GROW INTERVISTA ANDROGYNUS PER IL SUO NUOVO CONCEPT ALBUM USCITO IL 28 OTTOBRE 2022

Medioevo Digitale non è solo un album da ascoltare tutto in un fiato, ma è soprattutto il canto intimo e sensibile di una crescita spirituale raccontata in sette tracce.

“E andiamo a vedere cosa ha fatto l’asfalto alla città”. Così ha inizio la prima traccia di Medioevo Digitale, il nuovo concept album di Androgynus: band grossetana nata da un progetto congiunto di Gabriele Bernabò e Allegra Fanti. Il disco co-prodotto con Davide Sorresina e missato da Stefano Bechini sarà portato dal vivo da Stefano Giuggioli (batteria), Andrea Voira (tastiere e cori), Stefano Terribile (basso elettrico) e lo stesso Gabriele Bernabò (voce, chitarra e synth).

Partiamo dal nome del gruppo, Androgynus, a cosa fa riferimento?

Dimentica il concetto di ermafrodito. Ricordi il mito dell’androgino di Platone? L’essere umano in principio era più completo perché composto da entrambi le parti: il maschile e il femminile. Non riguarda l’orientamento sessuale o le caratteristiche fisiche, ma una sorta di equilibrio energetico fra le parti. Una duplicità che crea interezza, forza. Questa duplicità è richiamata anche nel medium: io (Gabriele) mi dedico alla parte di composizione testuale e musicale, Allegra cura le grafiche e i visuals. Realizziamo così un’unione androgina in cui la musica supporta l’arte visiva e l’arte visiva supporta la musica.

Noto una duplicità anche nel nome dell’album, Medioevo Digitale, più vicina però all’ossimoro. Da dove nasce questo titolo?

Nasce da un’osservazione del mondo circostante. A diciannove anni mi sono trasferito a Roma e mi sono trovato catapultato in una città caotica, frenetica e inquinata.
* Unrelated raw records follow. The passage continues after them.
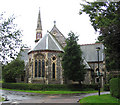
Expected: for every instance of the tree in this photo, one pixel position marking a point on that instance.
(105, 18)
(10, 39)
(13, 70)
(72, 61)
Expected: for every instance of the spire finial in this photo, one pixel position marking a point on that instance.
(54, 23)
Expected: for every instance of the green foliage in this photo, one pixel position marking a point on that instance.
(72, 61)
(115, 87)
(49, 87)
(13, 70)
(10, 38)
(104, 17)
(106, 87)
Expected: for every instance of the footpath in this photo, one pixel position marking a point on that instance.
(22, 98)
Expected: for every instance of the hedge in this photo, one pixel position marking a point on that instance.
(49, 87)
(115, 87)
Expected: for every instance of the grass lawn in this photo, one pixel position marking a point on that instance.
(106, 98)
(53, 92)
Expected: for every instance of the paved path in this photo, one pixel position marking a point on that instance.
(23, 97)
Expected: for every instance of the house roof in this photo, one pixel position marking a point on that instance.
(90, 53)
(48, 42)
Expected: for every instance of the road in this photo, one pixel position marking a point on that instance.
(24, 97)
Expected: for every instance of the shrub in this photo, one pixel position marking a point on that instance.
(106, 87)
(115, 87)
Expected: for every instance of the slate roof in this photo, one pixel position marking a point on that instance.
(48, 42)
(24, 55)
(90, 53)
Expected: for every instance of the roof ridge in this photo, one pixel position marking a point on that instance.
(56, 39)
(90, 44)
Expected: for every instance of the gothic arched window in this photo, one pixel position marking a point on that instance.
(53, 67)
(35, 68)
(43, 68)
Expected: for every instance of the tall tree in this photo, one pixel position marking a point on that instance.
(105, 18)
(72, 61)
(10, 38)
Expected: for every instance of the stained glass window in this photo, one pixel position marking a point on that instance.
(39, 69)
(35, 68)
(53, 70)
(43, 68)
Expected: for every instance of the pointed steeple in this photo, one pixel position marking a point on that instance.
(39, 28)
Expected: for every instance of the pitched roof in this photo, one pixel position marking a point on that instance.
(90, 53)
(48, 42)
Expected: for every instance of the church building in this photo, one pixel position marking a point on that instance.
(44, 61)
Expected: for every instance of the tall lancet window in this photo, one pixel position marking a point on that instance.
(39, 69)
(53, 67)
(35, 68)
(43, 68)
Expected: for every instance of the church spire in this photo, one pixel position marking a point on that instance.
(39, 28)
(39, 25)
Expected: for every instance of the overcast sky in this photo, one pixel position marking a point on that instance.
(64, 12)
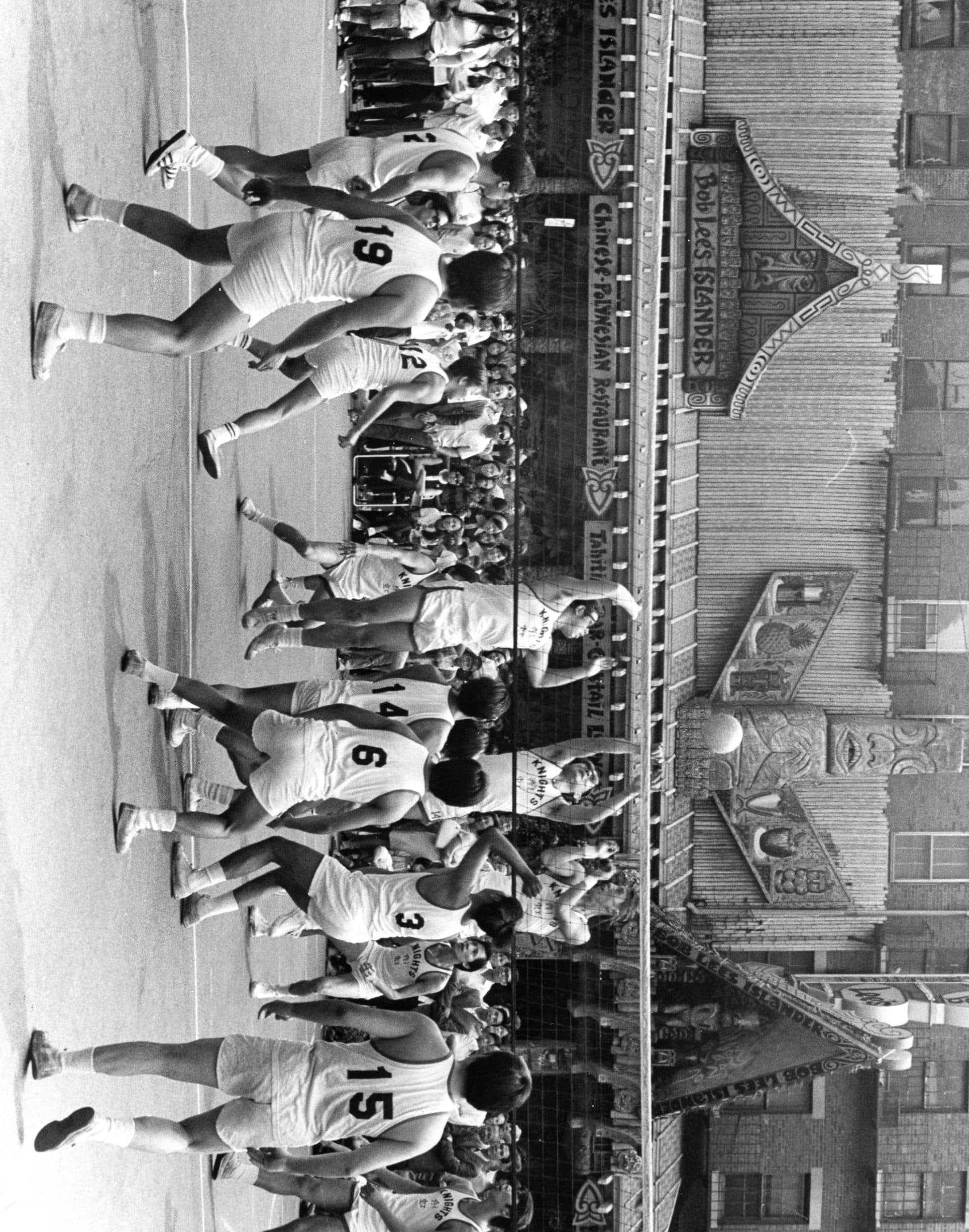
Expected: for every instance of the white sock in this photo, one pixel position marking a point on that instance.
(224, 434)
(218, 905)
(201, 159)
(285, 612)
(116, 1131)
(308, 582)
(102, 210)
(201, 879)
(81, 1061)
(213, 793)
(158, 820)
(160, 677)
(82, 327)
(206, 726)
(263, 520)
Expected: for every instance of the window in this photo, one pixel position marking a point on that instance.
(954, 261)
(930, 858)
(793, 1098)
(939, 141)
(931, 502)
(934, 961)
(936, 625)
(776, 1198)
(924, 1195)
(931, 1086)
(931, 385)
(940, 24)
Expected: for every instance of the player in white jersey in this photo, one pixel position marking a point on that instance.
(418, 696)
(413, 969)
(365, 906)
(563, 912)
(375, 765)
(389, 1204)
(533, 782)
(379, 168)
(385, 266)
(476, 615)
(400, 1089)
(402, 372)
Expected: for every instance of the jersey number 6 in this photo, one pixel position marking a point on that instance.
(369, 756)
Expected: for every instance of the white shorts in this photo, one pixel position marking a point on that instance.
(268, 264)
(336, 902)
(284, 780)
(336, 162)
(312, 694)
(337, 367)
(244, 1069)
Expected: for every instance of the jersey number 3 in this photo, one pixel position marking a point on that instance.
(369, 756)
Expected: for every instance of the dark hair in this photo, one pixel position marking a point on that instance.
(513, 164)
(466, 740)
(497, 917)
(486, 279)
(483, 699)
(497, 1082)
(458, 781)
(479, 964)
(463, 573)
(525, 1208)
(471, 367)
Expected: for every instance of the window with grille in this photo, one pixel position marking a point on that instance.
(954, 261)
(931, 1086)
(931, 502)
(936, 385)
(924, 1195)
(937, 625)
(772, 1198)
(930, 858)
(940, 24)
(795, 1098)
(939, 141)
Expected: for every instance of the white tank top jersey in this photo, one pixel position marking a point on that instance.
(535, 779)
(352, 259)
(394, 906)
(404, 153)
(539, 912)
(378, 365)
(348, 1089)
(365, 576)
(358, 767)
(419, 1213)
(396, 966)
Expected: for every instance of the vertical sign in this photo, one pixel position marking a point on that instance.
(601, 470)
(596, 692)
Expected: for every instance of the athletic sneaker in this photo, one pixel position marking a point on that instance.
(171, 158)
(68, 1133)
(127, 828)
(209, 454)
(236, 1166)
(77, 221)
(258, 923)
(47, 343)
(46, 1060)
(177, 731)
(265, 641)
(180, 869)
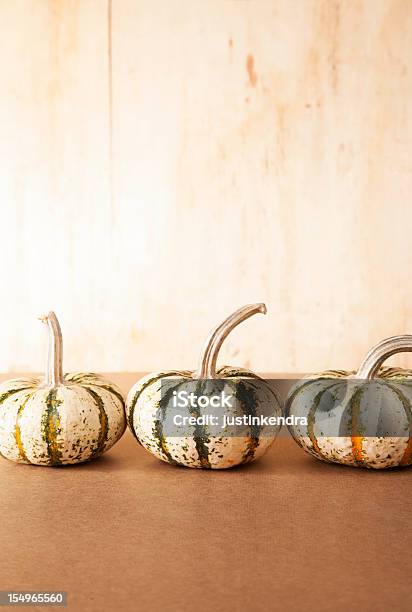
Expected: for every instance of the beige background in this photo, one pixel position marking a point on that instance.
(164, 162)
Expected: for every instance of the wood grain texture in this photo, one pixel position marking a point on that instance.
(163, 163)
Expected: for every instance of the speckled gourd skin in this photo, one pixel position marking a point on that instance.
(366, 452)
(142, 405)
(64, 424)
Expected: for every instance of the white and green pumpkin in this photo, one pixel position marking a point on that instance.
(60, 419)
(202, 450)
(368, 401)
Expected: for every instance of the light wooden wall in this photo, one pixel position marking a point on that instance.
(163, 162)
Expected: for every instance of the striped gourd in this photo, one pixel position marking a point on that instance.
(362, 402)
(201, 450)
(60, 419)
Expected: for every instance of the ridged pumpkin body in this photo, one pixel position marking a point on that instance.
(143, 407)
(63, 424)
(326, 395)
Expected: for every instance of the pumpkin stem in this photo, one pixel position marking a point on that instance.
(54, 370)
(208, 358)
(380, 352)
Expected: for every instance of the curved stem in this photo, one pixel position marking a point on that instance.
(379, 353)
(54, 370)
(208, 358)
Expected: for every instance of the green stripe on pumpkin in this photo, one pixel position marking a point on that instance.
(147, 383)
(312, 419)
(17, 431)
(51, 427)
(407, 455)
(104, 423)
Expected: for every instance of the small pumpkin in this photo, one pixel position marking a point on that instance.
(361, 419)
(146, 412)
(60, 419)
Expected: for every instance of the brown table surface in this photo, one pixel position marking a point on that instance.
(128, 532)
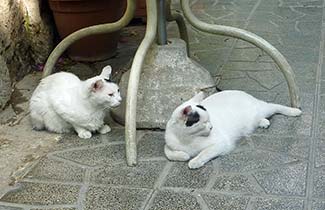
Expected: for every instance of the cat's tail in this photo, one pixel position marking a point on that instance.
(285, 110)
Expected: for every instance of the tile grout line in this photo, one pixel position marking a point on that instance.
(309, 184)
(83, 190)
(201, 202)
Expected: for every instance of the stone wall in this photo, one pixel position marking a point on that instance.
(26, 40)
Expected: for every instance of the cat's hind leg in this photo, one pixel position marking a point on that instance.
(104, 129)
(209, 153)
(37, 121)
(82, 133)
(285, 110)
(264, 123)
(176, 155)
(53, 122)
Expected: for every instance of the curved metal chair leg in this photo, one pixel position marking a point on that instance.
(253, 39)
(180, 21)
(131, 100)
(97, 29)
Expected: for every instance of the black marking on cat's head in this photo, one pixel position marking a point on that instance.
(201, 107)
(192, 118)
(108, 80)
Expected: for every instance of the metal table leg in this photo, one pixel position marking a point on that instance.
(251, 38)
(131, 100)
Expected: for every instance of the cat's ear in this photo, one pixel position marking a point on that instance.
(198, 97)
(106, 72)
(96, 86)
(186, 110)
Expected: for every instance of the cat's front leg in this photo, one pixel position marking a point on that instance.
(176, 155)
(104, 129)
(82, 133)
(206, 155)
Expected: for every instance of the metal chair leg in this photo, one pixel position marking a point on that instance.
(180, 21)
(131, 100)
(97, 29)
(251, 38)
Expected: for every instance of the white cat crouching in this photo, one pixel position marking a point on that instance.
(200, 130)
(62, 102)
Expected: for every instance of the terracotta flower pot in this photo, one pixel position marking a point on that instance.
(71, 15)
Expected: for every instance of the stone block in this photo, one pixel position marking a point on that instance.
(115, 198)
(318, 205)
(236, 183)
(144, 175)
(225, 202)
(285, 181)
(95, 156)
(151, 145)
(167, 199)
(181, 176)
(251, 160)
(295, 146)
(9, 208)
(277, 204)
(54, 170)
(167, 69)
(319, 183)
(43, 194)
(5, 83)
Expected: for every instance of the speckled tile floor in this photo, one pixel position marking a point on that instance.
(280, 168)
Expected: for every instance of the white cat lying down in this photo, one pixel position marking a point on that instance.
(204, 129)
(62, 102)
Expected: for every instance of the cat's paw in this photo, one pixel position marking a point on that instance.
(84, 134)
(195, 163)
(104, 129)
(264, 123)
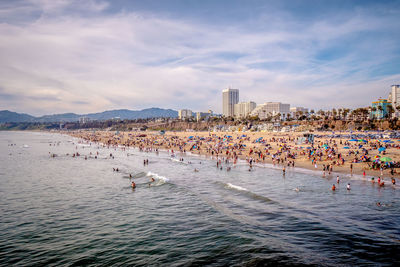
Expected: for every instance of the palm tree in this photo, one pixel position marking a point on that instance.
(390, 111)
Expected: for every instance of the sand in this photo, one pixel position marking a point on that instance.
(205, 142)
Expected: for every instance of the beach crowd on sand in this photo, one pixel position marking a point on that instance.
(375, 159)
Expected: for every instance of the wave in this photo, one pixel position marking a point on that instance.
(229, 185)
(246, 192)
(177, 160)
(139, 175)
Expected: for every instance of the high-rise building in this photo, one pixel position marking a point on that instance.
(184, 114)
(230, 97)
(297, 111)
(243, 109)
(394, 96)
(271, 109)
(380, 109)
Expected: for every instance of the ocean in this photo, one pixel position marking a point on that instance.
(73, 211)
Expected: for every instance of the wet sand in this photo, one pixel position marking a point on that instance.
(280, 149)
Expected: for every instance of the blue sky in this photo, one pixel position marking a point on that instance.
(87, 56)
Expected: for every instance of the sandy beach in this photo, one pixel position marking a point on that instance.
(285, 150)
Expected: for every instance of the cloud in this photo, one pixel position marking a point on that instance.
(69, 56)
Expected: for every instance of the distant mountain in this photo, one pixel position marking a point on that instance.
(123, 114)
(9, 116)
(59, 117)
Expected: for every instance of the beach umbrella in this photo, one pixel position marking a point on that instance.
(385, 159)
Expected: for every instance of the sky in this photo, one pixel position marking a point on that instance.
(88, 56)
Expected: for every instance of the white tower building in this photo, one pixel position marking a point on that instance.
(230, 97)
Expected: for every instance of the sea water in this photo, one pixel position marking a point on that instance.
(66, 210)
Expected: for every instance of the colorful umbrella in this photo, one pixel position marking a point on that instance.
(385, 159)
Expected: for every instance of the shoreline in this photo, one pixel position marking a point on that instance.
(178, 142)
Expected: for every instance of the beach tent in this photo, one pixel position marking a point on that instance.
(385, 159)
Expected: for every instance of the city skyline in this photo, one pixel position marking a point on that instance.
(69, 56)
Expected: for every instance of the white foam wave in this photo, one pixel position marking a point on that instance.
(157, 177)
(236, 187)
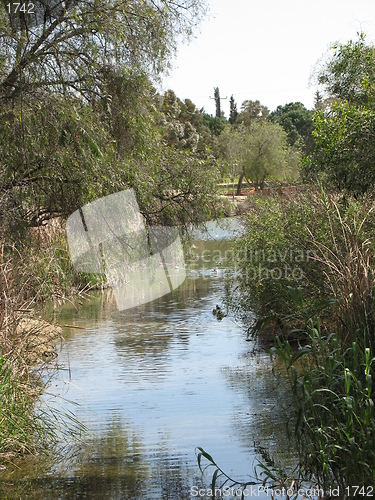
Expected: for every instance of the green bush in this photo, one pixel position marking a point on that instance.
(333, 389)
(308, 242)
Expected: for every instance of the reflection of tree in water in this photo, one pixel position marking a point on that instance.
(260, 420)
(111, 466)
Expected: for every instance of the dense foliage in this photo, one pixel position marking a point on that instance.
(344, 128)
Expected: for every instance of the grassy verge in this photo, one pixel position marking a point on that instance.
(331, 368)
(37, 270)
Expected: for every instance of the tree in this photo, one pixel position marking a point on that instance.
(259, 152)
(267, 155)
(349, 75)
(74, 43)
(217, 102)
(252, 110)
(78, 112)
(233, 113)
(344, 155)
(297, 121)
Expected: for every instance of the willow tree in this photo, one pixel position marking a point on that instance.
(260, 152)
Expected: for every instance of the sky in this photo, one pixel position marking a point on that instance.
(264, 50)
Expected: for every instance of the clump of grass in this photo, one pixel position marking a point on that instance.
(26, 426)
(332, 375)
(20, 430)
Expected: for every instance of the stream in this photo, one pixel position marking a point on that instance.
(153, 383)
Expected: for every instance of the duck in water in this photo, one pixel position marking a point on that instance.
(217, 311)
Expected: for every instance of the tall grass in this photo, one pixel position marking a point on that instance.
(30, 272)
(332, 375)
(331, 368)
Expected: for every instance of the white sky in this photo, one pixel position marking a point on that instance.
(264, 49)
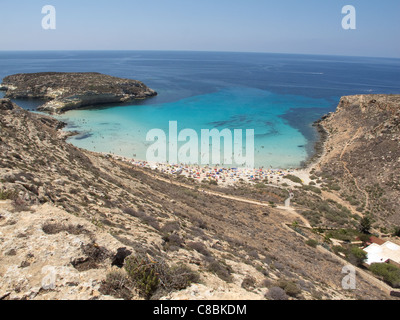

Da questo iniziale spaesamento nasce il primo testo, Asfalto, che descrive la rabbia di un ragazzo, quasi un bambino, di fronte a un’iper-urbanizzazione che ha sepolto per sempre la Natura. Dal primo all’ultimo testo seguiamo il vissuto del narratore che si sente un microrganismo inascoltato in un macrocosmo delirante e che soffre la scissione sociale fra l’avanzamento tecnologico e il deterioramento della vita interiore. Il narratore parte da un senso di insoluto per muoversi nel mondo alla ricerca di un equilibrio.

Riesce a trovarlo poi questo equilibrio?

Nelle ultime tracce c’è una presa di consapevolezza da parte del narratore, uno spostamento di baricentro: lo sguardo si sposta dall’esterno all’interno. Nell’ultimo testo, Mattino, l’io lirico si rende conto che non dovrebbe giudicare, che forse la strada giusta da percorrere non è nella condanna dell’altro. Non si arrende, ma suggerisce di provare ad accettare lo stato delle cose, di lasciare andare il giudizio senza però disarmarsi nella lotta per il cambiamento. Possiamo parlare di un umile ottimismo fiducioso in un risveglio collettivo, ma anche di un monito ad accogliere il reale e attingere alle proprie risorse interne.

Ci sono degli echi a qualche artista, qualcuno a cui ti senti particolarmente debitore?

La musica mi accompagna da sempre nel quotidiano e inevitabilmente sono influenzato da ciò che ascolto. I nomi imprescindibili del mio retaggio sono i Beatles, Battiato, Battisti, i Verdena, i Tame Impala, Niccolò Contessa e, in questo caso, Andrea Laszlo De Simone. Sono debitore al suo secondo album Uomo Donna per la struttura che Laszlo riesce a dare a questa opera così completa e singolare. Forse il primo concept album di successo in Italia dagli anni Settanta, è un lavoro raffinato e portatore di un vero e proprio messaggio poetico.

Abbiamo detto che nel vostro progetto sono inscindibili musica e visivo, l’una serve a spiegare l’altro e viceversa.

Sì, Allegra si occupa della parte visiva. È sua la copertina dell’album che illustra il paradosso di una realtà virtuale: una piantagione infinita di schermi televisivi, su una distesa di cemento, mostrano una natura rigogliosa e colorata. Ma la Natura è solo mostrata, non reale, non tangibile. L’immagine arriva immediata e ci fa sentire la contraddizione di questo Medioevo Digitale, di una collettività che preferisce vivere e interagire attraverso uno schermo, attraverso un’illusione di vita.